Sunday, August 14, 2011

Chasing DiMaggio: Can It Happen?


Dan Uggla's 33 game hit streak ended this afternoon with an 0 for 3 against the Cubs. Uggla's streak was the longest so far in the 2011 season and the second streak to reach at least 30 games, as the Dodgers' Andre Ethier did exactly 30 earlier this season. Their streaks alone are fairly miraculous, but at the same time mere shadows of the all-time record for the longest hit streak in MLB history.

Its easy to say that when Joe DiMaggio accumulated his 56 game hit streak in 1941 people immediately recognized the incredible feat the DiMaggio had really accomplished. DiMaggio is the only one, before or since his streak to hit in 50 straight games in a row. Willie Keeler had set the record before him in the dead ball era at 45. The closest to DiMaggio before him in the live ball era was George Sisler at 41 in 1922, an entire 15 hits less. Keeler and Pete Rose (44) have come the closest to reaching DiMaggio, but no one has even come within 10 games of his incredible streak.

Which brings us to the present, and the question at hand due to the ending of Dan Uggla's hit streak at 33 games. Is DiMaggio attainable? For reference, the best streak of the 21st century goes to Philadelphia's Jimmy Rollins who hit in 38 straight to end the 2005 and start the 2006 season, the best for a hitter in a single season is held by Rollins's teammate Chase Utley who shares it at 35 with Luis Castillo. No one has come within 15 of DiMaggio in the last 33 years, and no one has ever come within 10. How can it possibly be done? Well, I'm not sure it can. There are pieces to the puzzle of today that would make you think its possible. Video for hitters to study is one point, smaller strikezones in the new era of baseball forcing more pitches to the sweet part of the zone more so than in DiMaggio's day is another. A final change would be how pitching has become diluted at the major league level due to 5 man rotations, specialized bullpens, and having 30 teams instead of the 16 in DiMaggio's day.

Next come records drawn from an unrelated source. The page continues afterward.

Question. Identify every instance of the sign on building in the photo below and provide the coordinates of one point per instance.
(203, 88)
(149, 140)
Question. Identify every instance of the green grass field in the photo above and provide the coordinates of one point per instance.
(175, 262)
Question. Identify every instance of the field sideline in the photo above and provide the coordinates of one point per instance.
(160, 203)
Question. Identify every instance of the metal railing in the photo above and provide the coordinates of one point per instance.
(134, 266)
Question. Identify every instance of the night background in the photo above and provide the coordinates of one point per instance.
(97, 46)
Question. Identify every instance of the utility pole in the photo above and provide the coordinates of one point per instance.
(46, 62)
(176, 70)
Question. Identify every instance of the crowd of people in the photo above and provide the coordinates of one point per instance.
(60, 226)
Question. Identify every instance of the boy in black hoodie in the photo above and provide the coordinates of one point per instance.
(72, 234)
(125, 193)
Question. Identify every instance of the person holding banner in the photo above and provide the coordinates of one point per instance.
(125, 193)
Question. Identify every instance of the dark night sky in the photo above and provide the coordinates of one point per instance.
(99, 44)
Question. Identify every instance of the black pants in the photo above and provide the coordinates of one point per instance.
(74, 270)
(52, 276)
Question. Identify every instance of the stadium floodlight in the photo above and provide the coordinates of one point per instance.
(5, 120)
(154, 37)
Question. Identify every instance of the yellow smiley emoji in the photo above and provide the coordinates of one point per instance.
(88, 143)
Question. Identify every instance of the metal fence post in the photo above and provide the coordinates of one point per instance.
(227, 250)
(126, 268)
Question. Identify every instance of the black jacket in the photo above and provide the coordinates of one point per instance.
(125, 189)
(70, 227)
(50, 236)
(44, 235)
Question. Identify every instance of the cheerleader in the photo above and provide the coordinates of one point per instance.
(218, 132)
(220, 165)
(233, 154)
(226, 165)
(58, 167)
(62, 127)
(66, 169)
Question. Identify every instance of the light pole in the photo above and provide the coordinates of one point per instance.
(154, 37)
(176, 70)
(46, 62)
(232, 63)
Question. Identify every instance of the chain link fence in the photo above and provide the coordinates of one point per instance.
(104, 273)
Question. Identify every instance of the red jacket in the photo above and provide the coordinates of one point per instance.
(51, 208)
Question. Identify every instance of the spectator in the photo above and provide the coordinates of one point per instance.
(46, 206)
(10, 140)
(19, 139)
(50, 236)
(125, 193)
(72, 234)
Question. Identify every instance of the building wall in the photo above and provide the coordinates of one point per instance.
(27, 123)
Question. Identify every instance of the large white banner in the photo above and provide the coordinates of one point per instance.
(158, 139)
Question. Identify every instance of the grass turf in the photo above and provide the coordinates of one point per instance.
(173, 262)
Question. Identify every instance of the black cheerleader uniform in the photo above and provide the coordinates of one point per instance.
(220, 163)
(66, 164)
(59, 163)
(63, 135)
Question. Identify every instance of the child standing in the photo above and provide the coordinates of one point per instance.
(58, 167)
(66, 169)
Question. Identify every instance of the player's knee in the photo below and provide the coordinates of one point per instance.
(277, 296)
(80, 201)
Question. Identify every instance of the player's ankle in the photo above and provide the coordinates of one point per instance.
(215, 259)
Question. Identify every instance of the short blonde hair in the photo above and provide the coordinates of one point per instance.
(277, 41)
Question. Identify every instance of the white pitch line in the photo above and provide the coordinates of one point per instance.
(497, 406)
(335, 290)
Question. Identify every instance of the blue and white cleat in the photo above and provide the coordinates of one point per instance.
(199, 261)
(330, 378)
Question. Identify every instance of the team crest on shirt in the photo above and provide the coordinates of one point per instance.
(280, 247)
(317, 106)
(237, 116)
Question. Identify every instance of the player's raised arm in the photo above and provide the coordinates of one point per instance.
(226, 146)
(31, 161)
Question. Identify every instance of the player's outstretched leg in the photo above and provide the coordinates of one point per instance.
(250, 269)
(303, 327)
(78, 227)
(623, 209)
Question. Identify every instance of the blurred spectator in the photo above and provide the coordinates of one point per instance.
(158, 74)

At the same rate things are immensely harder. Ballparks are smaller, which you think would be conducive to hitting but is really the opposite. Smaller ballparks mean less ground for an outfielder to cover, cutting off more bloop hits and balls in the gap more easily. Further, with the national media of today baring down anybody that even sniffs a 35 game streak, the pressure of someone trying to reach DiMaggio would be so ridiculous that it would possibly drive the player insane. That alone makes reaching 56 a whole different issue today than it was in '41 (not to say DiMaggio didn't deal with pressure, because he most certainly did).

I will say one thing in the defense of reaching the streak, all it takes is getting hot at the right time, but for a very extended period. Uggla is a prime example. He's hitting .232, not even a high volume of hits, which means for one, he's been lucky, but also that he's gotten hot because he was hitting .170 on June 10th. If Dan Uggla, and all of his lack of consistent contact and lack of a high batting average is able to pull off a 33 game hitting streak, than how is it entirely impossible for a high contact, high BABIP (batting average on balls in play), high speed, power hitter to flirt with 56. As I'm trying to describe, such a player would have to cover all of the bases of baseball's offensive prowess. He'd have to be able to hit over a defense and be good at hitting the ball through a defense. He would have to be good at beating out balls hit right at a defense, or at least putting the pressure on that defense.

Looking at the current span of baseball's hitters, there are hardly any players that fit that bill truthfully. Perhaps Ichiro could if he drove the ball better, but his best years are past him, it would have happened already, and if Matt Kemp can replicate this season 2011 over and over, he could create the perfect storm and make it happen (his BABIP needs to be consistently higher though). Of course, this is all entirely the speculation of just one man, its just my theory and its far from proven. I just think a player of these given assets would have the best ability of reaching DiMaggio. But even with that said, it would still take the perfect storm of opportunity. That's a lot to ask for. Finding someone with all the criteria alone is hard to come by.

What's the baseline?
Dan Uggla's done, it was a nice run. I think you are safe for a long time, Mr. DiMaggio.